ピンボール・ドライブの熟成。 | 音楽食堂 しゃちょの生きているといふこと。

ピンボール・ドライブの熟成。

やはり、周年祭ファイナルで深く心に刻まれたことの一つ、[ピンボール・ドライブ]のことを記しておこうと思う。






音楽食堂10年の周年祭という、なんとはなしに姑息な呼びかけに応えるようにして、まさかのフルメンバーで復活した[ピンボール・ドライブ]は、それだけで感涙ものだった訳だけれど、それは、当時を知る者たちにとって、共通に湧き上がる高揚具合だったのではあるまいか・・・。



あの頃、音楽食堂で開催したワンマンを初め、100人の集客が当たり前だった彼らのライブは、時折催される何かのお祭りみたいにして音楽食堂を熱狂させていたんだっけ。

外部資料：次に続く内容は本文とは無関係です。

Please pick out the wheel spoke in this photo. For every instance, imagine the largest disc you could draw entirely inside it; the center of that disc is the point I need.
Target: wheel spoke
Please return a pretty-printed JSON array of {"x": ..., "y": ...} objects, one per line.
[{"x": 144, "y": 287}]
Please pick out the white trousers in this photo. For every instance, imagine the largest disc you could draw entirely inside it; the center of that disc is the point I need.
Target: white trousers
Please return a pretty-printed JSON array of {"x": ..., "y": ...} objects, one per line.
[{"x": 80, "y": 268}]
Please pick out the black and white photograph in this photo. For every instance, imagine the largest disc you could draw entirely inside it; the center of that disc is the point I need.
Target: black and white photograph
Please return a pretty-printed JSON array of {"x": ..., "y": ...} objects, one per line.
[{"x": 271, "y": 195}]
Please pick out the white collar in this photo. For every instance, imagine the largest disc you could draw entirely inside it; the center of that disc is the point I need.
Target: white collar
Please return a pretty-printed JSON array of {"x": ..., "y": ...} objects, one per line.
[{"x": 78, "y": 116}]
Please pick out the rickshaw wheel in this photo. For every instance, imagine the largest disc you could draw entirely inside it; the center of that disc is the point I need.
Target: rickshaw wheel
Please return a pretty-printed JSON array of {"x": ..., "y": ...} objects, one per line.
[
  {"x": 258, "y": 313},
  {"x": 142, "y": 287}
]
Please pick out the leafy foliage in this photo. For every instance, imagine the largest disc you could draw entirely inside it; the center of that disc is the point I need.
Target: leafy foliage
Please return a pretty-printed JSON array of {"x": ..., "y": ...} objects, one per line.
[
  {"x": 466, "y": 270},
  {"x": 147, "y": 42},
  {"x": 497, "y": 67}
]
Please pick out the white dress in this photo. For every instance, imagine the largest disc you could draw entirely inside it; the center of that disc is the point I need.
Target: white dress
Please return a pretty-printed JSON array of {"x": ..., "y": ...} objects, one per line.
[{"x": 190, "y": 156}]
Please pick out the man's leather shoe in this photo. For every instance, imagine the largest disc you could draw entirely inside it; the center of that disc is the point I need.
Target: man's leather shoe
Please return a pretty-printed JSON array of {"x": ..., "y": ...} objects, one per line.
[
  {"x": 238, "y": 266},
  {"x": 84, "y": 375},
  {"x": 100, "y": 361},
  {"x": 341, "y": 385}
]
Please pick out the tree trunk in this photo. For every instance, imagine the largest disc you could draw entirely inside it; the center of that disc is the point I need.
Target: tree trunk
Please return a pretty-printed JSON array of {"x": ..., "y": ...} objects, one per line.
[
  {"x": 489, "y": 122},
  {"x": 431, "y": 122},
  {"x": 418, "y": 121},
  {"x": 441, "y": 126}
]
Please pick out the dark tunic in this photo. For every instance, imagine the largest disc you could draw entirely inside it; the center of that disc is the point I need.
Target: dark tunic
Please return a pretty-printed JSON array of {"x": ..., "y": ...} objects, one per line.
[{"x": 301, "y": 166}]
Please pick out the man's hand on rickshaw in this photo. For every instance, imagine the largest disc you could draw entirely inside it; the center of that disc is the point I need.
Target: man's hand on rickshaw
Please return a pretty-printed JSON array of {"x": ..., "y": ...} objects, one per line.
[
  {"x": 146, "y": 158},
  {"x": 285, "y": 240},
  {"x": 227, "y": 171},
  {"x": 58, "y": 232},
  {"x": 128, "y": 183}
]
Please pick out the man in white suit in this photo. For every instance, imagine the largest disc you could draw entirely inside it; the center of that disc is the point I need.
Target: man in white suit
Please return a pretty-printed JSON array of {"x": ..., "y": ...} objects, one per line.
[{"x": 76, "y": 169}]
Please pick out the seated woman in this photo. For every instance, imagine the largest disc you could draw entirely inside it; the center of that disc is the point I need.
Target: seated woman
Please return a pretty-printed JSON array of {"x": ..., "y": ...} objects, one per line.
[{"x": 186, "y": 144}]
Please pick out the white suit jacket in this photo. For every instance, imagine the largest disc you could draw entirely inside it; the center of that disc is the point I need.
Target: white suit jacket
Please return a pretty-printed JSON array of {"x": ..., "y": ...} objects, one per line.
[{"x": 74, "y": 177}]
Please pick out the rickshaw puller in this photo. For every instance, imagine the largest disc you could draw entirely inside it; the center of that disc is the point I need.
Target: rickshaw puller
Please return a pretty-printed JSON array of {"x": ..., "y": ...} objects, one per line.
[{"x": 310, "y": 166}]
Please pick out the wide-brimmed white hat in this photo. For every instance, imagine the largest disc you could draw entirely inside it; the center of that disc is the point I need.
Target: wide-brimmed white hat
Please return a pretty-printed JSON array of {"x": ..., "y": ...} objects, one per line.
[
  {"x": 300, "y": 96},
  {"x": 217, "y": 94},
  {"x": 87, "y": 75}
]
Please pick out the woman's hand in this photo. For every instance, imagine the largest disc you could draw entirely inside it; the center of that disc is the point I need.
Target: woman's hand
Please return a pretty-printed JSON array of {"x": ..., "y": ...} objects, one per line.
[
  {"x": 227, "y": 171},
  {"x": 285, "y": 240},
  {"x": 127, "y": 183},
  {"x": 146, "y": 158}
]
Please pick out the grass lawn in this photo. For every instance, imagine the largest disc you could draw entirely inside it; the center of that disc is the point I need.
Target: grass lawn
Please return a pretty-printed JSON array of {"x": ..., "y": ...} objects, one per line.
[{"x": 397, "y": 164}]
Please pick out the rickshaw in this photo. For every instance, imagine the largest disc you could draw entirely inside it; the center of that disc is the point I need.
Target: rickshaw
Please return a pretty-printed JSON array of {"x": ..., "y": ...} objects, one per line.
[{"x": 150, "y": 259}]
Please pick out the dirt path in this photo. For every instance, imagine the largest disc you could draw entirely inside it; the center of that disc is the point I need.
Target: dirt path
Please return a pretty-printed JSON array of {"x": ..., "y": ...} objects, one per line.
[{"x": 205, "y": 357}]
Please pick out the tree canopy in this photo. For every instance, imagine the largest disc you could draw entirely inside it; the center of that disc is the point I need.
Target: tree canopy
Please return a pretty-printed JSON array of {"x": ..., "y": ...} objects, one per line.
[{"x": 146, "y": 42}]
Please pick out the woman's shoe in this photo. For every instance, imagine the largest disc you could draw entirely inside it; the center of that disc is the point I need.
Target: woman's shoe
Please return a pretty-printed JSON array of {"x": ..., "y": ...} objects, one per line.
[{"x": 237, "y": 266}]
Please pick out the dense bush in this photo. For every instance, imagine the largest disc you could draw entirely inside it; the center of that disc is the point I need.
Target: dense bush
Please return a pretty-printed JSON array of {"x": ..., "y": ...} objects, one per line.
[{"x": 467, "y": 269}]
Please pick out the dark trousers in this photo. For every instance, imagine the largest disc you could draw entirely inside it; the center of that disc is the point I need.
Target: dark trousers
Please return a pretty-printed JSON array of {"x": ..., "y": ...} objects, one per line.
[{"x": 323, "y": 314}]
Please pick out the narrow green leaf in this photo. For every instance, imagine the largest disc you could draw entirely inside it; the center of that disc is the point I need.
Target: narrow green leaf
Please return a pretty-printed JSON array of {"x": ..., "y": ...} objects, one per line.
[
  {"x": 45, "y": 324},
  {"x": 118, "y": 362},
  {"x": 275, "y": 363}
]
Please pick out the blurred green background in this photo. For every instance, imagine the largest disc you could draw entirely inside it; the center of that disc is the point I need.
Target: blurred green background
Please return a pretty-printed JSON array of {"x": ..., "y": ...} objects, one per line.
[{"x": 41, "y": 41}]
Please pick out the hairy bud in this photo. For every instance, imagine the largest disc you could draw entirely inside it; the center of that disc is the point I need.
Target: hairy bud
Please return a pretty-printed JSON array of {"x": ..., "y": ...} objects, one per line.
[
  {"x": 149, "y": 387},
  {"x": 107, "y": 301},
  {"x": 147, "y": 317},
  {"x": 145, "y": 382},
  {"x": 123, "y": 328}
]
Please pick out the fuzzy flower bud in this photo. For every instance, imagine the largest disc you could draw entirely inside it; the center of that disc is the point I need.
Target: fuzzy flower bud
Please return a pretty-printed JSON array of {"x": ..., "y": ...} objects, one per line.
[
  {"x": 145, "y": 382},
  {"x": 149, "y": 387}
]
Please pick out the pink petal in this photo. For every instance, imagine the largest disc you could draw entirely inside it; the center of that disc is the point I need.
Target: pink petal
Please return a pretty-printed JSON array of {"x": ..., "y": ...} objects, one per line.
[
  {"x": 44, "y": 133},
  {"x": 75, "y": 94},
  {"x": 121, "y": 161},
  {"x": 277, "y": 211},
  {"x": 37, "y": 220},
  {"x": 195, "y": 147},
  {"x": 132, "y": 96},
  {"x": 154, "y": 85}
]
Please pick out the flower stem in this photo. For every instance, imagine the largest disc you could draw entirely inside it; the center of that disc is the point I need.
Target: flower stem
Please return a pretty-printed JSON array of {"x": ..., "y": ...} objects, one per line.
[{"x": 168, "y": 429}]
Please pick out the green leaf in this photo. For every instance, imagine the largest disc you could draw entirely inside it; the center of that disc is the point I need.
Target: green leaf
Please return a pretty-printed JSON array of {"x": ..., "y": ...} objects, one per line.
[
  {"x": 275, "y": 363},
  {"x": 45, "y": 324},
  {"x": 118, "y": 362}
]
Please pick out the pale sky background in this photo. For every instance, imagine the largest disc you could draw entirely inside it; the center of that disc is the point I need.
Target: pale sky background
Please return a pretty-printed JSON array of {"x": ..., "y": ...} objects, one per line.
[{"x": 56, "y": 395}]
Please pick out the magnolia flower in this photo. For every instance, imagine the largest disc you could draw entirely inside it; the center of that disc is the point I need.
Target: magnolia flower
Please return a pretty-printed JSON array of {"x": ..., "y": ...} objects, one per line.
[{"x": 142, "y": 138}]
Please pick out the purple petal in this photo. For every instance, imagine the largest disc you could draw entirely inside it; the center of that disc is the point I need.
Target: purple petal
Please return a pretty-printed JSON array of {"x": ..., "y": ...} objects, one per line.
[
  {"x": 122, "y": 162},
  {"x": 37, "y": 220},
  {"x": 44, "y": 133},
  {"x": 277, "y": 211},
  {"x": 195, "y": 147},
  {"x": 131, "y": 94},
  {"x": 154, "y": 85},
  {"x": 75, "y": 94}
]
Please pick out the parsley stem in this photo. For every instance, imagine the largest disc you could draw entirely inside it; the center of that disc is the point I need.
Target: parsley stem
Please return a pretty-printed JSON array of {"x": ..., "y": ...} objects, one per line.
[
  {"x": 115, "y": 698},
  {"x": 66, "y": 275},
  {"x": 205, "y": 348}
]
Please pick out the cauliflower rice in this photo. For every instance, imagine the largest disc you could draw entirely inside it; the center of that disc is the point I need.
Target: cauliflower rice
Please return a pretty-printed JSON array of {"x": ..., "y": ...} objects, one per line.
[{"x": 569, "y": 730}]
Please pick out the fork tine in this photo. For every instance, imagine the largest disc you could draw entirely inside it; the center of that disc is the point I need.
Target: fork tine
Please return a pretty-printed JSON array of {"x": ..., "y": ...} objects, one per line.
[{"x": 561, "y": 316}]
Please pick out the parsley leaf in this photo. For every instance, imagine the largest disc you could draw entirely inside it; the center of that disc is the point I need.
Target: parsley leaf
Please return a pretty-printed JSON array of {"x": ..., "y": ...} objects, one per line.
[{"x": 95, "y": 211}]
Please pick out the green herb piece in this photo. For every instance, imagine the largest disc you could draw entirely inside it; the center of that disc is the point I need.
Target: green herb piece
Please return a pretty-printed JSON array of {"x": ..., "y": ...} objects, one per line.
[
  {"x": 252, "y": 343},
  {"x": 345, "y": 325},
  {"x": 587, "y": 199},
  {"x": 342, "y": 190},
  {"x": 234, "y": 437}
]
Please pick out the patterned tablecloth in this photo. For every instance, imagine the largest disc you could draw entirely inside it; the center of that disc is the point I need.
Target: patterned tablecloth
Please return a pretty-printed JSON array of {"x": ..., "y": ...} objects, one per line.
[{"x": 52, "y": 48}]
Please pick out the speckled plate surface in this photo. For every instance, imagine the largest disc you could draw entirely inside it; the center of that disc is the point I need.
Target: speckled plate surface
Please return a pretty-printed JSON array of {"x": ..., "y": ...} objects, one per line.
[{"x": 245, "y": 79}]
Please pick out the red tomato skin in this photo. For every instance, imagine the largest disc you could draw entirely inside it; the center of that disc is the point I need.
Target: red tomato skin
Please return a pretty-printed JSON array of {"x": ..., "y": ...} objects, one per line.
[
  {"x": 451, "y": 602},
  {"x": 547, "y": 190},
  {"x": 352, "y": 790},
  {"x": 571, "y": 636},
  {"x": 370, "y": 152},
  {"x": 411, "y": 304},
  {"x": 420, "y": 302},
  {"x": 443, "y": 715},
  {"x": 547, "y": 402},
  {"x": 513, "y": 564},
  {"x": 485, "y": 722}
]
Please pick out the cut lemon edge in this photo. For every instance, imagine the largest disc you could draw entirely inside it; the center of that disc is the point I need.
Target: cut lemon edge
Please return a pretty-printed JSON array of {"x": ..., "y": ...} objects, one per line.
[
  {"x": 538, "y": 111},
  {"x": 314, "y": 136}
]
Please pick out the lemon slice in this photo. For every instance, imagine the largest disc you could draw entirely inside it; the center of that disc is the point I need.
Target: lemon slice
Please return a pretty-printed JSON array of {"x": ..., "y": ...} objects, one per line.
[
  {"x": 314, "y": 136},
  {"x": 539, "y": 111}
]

音楽食堂で繰り返された躍動と熱狂、新宿MARZ活動休止ライブでの聴衆一人一人を確認するように見渡していた[陽一郎]の佇まいを、今改めて想い出す訳だけれど、あの頃を知る者たちは、みんな漏れ無く5年という歳月をそれぞれに生き、共通だった当時の想いでを噛みしめるようにして再び音楽食堂に集ったのに違いない。






おれは、リハーサル中、早速人知れずひと泣きした。



ブランクを感じさせぬどころか、直ぐ様そこに確認したのは「熟成」であって、メンバーそれぞれがそれぞれに生きた5年間の生きざまは、長かったはずのブランクなど何するものぞであったのやも解らず、それを埋めることは、案外容易かったのかも知れない。



まずは、目の当たりにしたその光景に驚いた。









そして、迎えた本番・・・。



あの頃と同じ[ピンボール・ドライブ]のSEが響き渡るや、そこからは、まるで当時にタイムスリップしたかのような光景が展開されて行った。



音楽食堂 しゃちょの生きているといふこと。



あからさまに変わったのは、[岡本さん]と[さとシックス]の立ち位置くらいか・・・。



演奏曲の全てが懐かしく、そして新鮮だった。



かつてなかった人間味が加わった[ピンボール・ドライブ]は、それを大きな武器として、聴衆の胸を突き刺し、抉った。



そこに感じた「熟成」には、確かな理由があった。



それは、離ればなれとなっていたメンバー各々の経験と成長がもたらせたバンドとしては当然のスキルアップだったように思う。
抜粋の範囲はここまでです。